Last posting we started looking into using Solid-State Disks (SSDs) in server systems. SSDs still cost in the ballpark of four to five times more than traditional spinning disks, but you can use them in lower-size applications such as system disks, e.g. to reduce reboot times. And the costs are coming down at about 50% per gigabyte per year, which is a faster decline than we are seeing in spinning disks.
Interestingly, boot time improvements, while dramatic, may not be the most impressive thing about SSDs. SSDs actually speed things up even more when loading applications. The reason is that a computer’s boot procedure involves a number of activities that are not I/O-bound, whereas application loads tend to be more limited by the speed of all the random-access activity that’s required.

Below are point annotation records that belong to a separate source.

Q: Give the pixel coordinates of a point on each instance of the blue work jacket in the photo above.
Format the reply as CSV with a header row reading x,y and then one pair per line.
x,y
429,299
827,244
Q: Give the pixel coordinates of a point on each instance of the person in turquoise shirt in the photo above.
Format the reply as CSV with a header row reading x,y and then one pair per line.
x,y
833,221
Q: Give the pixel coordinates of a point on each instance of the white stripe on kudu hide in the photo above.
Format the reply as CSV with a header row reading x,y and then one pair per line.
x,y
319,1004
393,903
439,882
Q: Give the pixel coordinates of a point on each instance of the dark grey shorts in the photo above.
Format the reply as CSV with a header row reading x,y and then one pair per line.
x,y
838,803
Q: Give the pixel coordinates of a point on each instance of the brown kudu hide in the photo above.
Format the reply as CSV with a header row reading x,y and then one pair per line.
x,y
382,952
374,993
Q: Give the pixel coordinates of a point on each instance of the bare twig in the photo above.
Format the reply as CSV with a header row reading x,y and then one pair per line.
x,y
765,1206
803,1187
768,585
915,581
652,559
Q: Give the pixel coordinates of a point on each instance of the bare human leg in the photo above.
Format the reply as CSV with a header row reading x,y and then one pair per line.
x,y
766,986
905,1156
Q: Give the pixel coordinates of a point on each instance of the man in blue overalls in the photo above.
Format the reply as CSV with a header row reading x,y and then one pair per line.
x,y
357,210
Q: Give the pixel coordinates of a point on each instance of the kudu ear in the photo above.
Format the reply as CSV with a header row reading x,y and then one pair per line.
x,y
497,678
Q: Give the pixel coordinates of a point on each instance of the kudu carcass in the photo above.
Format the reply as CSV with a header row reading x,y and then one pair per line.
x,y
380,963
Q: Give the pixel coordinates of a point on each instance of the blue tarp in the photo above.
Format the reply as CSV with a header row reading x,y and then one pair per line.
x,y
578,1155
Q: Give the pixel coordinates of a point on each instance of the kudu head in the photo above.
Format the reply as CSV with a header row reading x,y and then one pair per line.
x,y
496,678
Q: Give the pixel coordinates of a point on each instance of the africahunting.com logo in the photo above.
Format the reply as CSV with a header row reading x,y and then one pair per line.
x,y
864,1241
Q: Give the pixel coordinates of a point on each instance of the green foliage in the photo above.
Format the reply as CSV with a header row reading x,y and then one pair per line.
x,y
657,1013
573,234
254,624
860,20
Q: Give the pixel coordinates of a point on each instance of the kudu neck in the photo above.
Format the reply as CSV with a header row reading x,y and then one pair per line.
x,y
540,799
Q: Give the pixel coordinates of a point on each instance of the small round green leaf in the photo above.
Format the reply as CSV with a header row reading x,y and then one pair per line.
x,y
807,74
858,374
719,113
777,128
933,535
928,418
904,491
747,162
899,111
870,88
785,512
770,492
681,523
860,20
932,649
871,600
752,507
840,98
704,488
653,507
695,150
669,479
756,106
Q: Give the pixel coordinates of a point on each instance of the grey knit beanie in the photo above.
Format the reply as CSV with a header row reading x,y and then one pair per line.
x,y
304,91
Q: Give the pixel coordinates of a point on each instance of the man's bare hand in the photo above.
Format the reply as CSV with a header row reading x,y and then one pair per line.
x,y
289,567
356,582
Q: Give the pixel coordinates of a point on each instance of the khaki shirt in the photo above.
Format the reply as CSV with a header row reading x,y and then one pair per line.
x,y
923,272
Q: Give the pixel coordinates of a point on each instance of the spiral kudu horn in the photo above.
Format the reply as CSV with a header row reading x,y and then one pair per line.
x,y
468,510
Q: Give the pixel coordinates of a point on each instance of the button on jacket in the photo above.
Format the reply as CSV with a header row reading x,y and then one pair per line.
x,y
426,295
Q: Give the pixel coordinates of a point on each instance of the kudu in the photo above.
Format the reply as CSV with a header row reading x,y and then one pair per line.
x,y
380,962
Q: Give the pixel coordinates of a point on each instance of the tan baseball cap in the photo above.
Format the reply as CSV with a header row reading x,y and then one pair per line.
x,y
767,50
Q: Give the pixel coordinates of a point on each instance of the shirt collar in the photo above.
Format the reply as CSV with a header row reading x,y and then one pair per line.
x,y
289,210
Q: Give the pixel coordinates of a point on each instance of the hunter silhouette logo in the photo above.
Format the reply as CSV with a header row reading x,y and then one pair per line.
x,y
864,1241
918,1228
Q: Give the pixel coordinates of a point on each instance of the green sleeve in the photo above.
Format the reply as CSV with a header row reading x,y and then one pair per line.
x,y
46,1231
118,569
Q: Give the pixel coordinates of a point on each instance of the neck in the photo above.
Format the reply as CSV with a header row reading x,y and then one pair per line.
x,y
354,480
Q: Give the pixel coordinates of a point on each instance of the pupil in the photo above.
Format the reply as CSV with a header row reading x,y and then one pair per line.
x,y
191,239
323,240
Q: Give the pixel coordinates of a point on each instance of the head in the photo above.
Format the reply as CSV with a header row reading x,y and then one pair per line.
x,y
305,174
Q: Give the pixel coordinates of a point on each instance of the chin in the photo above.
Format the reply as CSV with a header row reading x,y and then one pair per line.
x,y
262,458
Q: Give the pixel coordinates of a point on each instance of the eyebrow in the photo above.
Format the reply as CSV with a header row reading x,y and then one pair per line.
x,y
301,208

I mentioned that SSDs are quite different animals and they have their own idiosyncracies. The biggest issue seems to be that they have a lower duty cycle when it comes to write operations, although this varies greatly both by product and by type. SLC-type drives (Single Level Cell) have longer lifetimes than the higher-capacity MLC-type drives (Multi-Level Cell). SLC drives tend to be used in enterprise applications, and the cheaper-but-twice-as-slow MLC drives tend to be used in the consumer space. Well, it’s not quite fair to say that MLC drives are twice as slow: their writes are twice as slow, but their reads are comparable to SLC drives. (Then there are SLC-MLC hybrids, just to make things more complicated!) Intel pegs its consumer-level drives (MLC) at a useful lifetime of 5 years, assuming 10GB of writes per day.